You'll see tree islands of several types: willow heads, bay heads and hammocks. Notice how they are teardrop-shaped: wide and blunt at the upstream end, where the water-carried sediments build them up, and narrow and tapered at the downstream end, where the water flows past on both sides, eventually rejoining itself.
Of course, the thing most people go to Shark Valley to see is the wildlife. This is Alligator Central, especially on a cold, sunny day in mid to late winter. As the river dries down toward spring, the wildlife concentrates with it. The observation tower is right in the heart of it. Thanks to some artificially deep areas of water (this was once an oil exploration site) the critters flock here.

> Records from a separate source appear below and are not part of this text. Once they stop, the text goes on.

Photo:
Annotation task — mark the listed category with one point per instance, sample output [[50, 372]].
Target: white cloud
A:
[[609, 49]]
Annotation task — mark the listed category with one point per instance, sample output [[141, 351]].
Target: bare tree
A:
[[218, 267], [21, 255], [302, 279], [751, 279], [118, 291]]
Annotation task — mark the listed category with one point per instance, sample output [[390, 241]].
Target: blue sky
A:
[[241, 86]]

I remember visiting the Valley once, and in the span of the 15 miles, we spotted 367 alligators! Of course, there's lots more than just gators. You'll find a huge variety of birds, especially long-legged wading birds, and endangered species like the Everglades snail kite and the wood stork.
How do you get to the tower? You have three choices. If this is your first time to the Everglades, it really helps to understand how the ecosystem works in order to best appreciate it. To do that, take the two-hour tram tour. You'll have either a park ranger or a well-trained concessions employee as your interpreter, and you really learn a lot. If you've got the basics of the Everglades down, you can hike the road, or bike the road. Bikes are available for rental, and sometimes guided bike hikes are available with a ranger.
If you hike or bike, remember to bring plenty of water and sunscreen along -- it can be a long tiring ride, but definitely worth it.